RMT4GRAPH aims at developing an original framework for the theoretical analysis of large dimensional random graphs, by means of advanced random matrix methods. This analysis allows in turn for the performance study as well as the improvement of a wide scope of signal processing and machine learning methods currently met within the big data paradigm.
Along with Hafiz Tiomoko Ali, whose PhD is oriented towards the theoretical analysis of large dimensional random graphs, we have devised a random matrix framework for the study of the leading eigenvectors in (degree-corrected) stochastic block models, so far for dense networks. This constitutes a first step to the understanding of the performance of classically used community detection schemes based on spectral methods.
Along with Florent Benaych-Georges for the most technical part of the work and PhD student Evgeny Kusmenko, we have studied the performance achieved by kernel spectral clustering methods on large dimensional mixtures of Gaussian input vectors. The intimacy between the choice of the kernel function and the discriminability of the data through their means and covariances was set in light. These works have laid out the basis for further investigations. On spectral clustering, a novel subspace clustering method for zero-mean data was proposed (collaborative work with Abla Kammoun) with application to user clustering 5G massive MIMO wireless communications. Investigations are also on-going in the performance analysis and improvement of standard machine learning methods for large dimensional data: semi-supervised learning (internship work of Xiaoyi Mai) and SVM (internship work of Zhenyu Liao), both based on kernels; key findings on induced biases and corresponding improvements were made. Accurate fit was demonstrated between theory and practice.
In the course of a short (6-month) internship, Harry Sevi (now a PhD student working on signal processing on graphs) derived the fundamental equations ruling the performance of a linear echo-state neural network. This work resulted in first publications (to ICML and SSP, along with a submission to JMLR). During a second 6-month internship, Cosme Louart (student from ENS Paris) undertook the difficult study of non-linear neural networks, and most particularly of one-layer extreme learning machines (simple case study as a prilimary study). Unexpected simple findings were made which provide simple expressions for the performance of large and numerous data large-layer networks.
During a 6-month stay, Liusha Yang (PhD student at HKUST) has derived a novel spiked random matrix based method for portfolio optimization in finance. Along with Matthew McKay (professor at HKUST), a (not too) sparse PCA method based on random matrix theory was also devised. The method is restricted to data the sparsity of which is block-wise structure, but allows to identify in practice the correct number of blocks to be selected.
In this two-day joint event co-organized by the ANR DIONISOS and the ANR RMT4GRAPH, lectures on advances of random matrix theory in signal processing and machine learning were proposed to a large audience, mostly composed of researchers in France. The summer school was consituted of four 3h-courses as follows: (i) Jamal Najim: Introduction to large random matrix theory, (ii) Philippe Loubaton: Large random matrices for array processing, (iii) Abla Kammoun: Robust estimation in large systems, (iv) Romain Couillet: Random matrices and machine learning.

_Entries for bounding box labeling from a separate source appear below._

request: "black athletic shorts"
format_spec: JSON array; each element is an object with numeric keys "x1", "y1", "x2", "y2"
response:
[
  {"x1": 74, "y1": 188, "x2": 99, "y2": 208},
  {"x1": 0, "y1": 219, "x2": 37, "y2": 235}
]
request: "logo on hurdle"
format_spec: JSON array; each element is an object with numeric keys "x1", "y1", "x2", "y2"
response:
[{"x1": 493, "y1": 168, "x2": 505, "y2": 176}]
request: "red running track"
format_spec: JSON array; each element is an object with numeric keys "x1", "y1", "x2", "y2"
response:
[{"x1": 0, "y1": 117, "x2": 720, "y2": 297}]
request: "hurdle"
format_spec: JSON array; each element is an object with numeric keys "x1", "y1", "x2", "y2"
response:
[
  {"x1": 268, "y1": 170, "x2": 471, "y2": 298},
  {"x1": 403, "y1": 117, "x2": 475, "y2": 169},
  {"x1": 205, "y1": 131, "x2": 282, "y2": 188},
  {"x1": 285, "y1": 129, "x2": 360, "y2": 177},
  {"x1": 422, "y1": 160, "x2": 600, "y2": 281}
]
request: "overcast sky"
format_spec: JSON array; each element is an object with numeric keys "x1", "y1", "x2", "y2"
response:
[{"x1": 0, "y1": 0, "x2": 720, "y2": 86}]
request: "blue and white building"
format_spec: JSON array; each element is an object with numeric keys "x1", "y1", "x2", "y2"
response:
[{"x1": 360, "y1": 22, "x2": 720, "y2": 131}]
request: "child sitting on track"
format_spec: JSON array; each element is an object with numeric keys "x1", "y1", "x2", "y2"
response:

A special session at the 2016 Statistical Signal Processing Workshop (SSP'16), Palma de Majorca (Spain), was organized by the the PI in the scope of the ANR RMT4GRAPH. The session was composed of 7 poster presentations (ranging from theoretical random matrix theory to applications to machine learning and array processing).

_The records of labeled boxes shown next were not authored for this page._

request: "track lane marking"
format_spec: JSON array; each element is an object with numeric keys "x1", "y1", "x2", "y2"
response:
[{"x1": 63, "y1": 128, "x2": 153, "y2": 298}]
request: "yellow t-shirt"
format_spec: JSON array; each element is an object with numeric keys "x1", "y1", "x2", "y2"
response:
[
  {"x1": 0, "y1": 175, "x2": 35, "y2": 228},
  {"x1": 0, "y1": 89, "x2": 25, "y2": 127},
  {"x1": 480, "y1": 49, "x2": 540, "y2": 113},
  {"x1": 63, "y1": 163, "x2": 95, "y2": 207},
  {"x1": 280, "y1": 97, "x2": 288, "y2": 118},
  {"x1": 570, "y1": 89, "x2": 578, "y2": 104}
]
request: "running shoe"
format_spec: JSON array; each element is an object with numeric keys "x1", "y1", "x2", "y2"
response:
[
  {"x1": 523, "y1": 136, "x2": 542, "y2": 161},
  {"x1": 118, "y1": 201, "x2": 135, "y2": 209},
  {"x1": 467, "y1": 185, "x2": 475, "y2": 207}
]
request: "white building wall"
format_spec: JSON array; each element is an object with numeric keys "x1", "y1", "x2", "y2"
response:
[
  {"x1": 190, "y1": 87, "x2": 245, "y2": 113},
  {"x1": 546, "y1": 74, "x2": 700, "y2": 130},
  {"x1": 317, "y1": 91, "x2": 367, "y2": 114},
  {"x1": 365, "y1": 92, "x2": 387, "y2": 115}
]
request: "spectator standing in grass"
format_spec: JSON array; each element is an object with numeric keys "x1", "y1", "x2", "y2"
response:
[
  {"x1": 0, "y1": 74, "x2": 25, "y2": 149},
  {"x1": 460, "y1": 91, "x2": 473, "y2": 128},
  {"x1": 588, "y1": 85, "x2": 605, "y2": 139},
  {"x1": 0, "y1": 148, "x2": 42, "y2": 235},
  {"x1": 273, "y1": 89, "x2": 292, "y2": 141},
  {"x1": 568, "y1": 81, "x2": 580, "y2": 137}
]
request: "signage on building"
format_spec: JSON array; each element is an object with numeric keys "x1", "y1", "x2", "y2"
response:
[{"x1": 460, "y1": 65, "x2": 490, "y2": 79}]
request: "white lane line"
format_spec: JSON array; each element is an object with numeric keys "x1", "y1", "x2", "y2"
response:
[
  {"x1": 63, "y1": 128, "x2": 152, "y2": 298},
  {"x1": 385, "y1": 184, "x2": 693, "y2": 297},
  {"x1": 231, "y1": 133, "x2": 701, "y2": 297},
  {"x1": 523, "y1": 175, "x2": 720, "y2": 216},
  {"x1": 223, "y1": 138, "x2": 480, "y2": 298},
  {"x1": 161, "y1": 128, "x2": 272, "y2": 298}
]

The early results of the ANR-RMT4GRAPH project were presented in a large audience at the European Signal Processing Conference (EUSIPCO) in September 2016, as part of the STATOS Thematic Workshop on Machine Learning and BigData. The PI was there invited as a distinguished keynote speaker. [Link]

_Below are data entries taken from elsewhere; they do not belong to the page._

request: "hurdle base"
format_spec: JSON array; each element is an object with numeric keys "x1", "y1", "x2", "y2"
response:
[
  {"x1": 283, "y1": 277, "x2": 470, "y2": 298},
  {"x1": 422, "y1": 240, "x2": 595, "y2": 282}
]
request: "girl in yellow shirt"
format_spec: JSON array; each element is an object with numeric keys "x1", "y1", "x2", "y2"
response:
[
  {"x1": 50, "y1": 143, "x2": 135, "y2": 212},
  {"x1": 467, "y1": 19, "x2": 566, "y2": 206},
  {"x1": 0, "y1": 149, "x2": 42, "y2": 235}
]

A special issue on Random Matrices and its applications to signal processing and machine learning was edited by the PI. The special issue contains 6 articles ranging from introduction to basic notions of random matrices to advanced applications in robust statistics and machine learning.
As a follow up of some of the key publications above, several invited talks were given by the PI and co-authors (to ENS Paris twice, to ENS Lyon twice, to the University of Orsay, etc.). A willingness to broadcast the results of RMT4GRAPH was also ensured by proposing talks in various GdR and local meetings.